Stay focused on the long-term. Sometimes we need to take our eyes off the daily gold and silver prices and remind ourselves why it's a MASSIVE Gold Bull Market.
How important is the Dollar Index level 80?
Take a look, you decide?
Chart 1: US Dollar Index looking towards the abyss
The Dollar Index is a trade-weighted, index of the US Dollar against other major currencies. It's hanging from a cliff.
Nothing can replace fresh air below 80. This has never been broken in currency history. Some argue that the index's composition changed and it would now be underwater if it used the old weightings. Maybe so. Trades are influenced by charts. The above chart shows that 80 may not have been tested enough times to be able to fall.
In intermarket parlance, there is a positive relationship between Bond Prices (and the US Dollar) It means that, if the US Dollar moves lower than Bond prices, interest rates rise accordingly. So, it is easy to trade, right? It's not that simple, but there's a catch. A significant and ever-changing time lag must be taken into consideration. The Dollar has reached new highs in 2002. Mid-2003 was the lowest point at which interest rates hit their highest level.

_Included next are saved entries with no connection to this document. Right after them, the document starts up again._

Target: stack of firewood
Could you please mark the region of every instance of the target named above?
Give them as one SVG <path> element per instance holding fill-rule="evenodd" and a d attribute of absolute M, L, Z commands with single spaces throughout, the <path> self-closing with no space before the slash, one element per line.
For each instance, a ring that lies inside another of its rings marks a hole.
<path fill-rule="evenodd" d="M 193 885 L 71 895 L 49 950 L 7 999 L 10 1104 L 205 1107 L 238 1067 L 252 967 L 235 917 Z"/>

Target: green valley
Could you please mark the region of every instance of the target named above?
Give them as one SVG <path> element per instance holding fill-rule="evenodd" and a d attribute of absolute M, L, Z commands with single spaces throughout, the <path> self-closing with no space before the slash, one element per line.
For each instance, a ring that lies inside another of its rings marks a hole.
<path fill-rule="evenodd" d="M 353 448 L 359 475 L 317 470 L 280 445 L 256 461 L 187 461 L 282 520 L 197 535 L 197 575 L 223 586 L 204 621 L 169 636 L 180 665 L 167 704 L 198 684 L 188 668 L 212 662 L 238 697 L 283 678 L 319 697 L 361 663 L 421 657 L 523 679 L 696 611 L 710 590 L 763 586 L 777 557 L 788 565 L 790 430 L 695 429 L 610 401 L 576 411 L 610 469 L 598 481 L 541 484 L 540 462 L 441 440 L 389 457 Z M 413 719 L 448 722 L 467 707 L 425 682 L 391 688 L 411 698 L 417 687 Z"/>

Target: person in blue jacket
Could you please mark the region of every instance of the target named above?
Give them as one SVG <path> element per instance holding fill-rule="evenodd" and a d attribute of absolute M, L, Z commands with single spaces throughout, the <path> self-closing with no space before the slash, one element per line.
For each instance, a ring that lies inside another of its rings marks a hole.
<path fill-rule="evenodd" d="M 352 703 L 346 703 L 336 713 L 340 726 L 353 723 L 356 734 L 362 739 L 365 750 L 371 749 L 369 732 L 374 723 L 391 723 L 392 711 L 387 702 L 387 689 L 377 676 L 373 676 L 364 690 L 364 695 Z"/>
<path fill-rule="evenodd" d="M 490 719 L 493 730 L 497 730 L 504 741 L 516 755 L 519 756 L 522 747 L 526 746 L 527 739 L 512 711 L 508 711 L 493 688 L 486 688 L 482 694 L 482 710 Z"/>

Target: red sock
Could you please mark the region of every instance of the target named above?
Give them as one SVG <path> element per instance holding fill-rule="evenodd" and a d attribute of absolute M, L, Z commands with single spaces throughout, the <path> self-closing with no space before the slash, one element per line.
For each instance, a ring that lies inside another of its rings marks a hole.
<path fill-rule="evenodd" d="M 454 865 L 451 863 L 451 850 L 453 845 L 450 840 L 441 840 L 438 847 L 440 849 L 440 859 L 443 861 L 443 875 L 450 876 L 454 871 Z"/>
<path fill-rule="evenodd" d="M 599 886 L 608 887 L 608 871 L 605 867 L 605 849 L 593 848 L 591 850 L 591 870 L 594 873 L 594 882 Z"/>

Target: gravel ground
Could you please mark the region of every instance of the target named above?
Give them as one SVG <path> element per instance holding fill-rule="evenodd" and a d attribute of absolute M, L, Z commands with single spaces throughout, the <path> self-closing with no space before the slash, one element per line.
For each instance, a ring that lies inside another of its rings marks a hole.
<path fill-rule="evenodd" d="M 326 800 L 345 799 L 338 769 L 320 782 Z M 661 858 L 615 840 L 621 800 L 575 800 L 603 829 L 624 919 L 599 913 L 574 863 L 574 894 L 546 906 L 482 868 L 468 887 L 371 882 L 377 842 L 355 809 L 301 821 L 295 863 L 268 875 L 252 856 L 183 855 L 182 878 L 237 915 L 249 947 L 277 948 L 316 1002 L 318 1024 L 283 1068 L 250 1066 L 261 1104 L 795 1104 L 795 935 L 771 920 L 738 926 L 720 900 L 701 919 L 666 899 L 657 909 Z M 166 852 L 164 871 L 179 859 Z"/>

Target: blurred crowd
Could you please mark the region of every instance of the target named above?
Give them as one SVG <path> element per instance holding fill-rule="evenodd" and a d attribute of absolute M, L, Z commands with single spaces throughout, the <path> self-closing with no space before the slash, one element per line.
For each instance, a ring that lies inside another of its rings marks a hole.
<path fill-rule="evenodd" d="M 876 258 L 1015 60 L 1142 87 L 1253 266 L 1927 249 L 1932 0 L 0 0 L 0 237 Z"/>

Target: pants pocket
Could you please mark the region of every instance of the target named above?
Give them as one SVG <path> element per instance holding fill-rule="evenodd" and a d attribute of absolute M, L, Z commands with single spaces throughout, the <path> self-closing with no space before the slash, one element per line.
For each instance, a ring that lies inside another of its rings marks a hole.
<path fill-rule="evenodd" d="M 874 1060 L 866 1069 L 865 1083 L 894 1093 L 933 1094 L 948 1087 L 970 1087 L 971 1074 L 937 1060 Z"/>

As the Dollar continues to deteriorate, interest rates will rise. This is despite Asian Central Banks' efforts to convert Dollars into US Bonds. Rates have been artificially kept low by the shenanigans of the US Central Banks. Market forces win and the trend is clearly towards higher interest rate.
Real tangible assets provide a balance to the paper financial assets, such as Bonds and Dollars. We prefer one's that don't have to be financed by debt (Real Estate), and aren’t economically sensitive (Oil and Industrial Metals). This leaves us with our favourite - gold!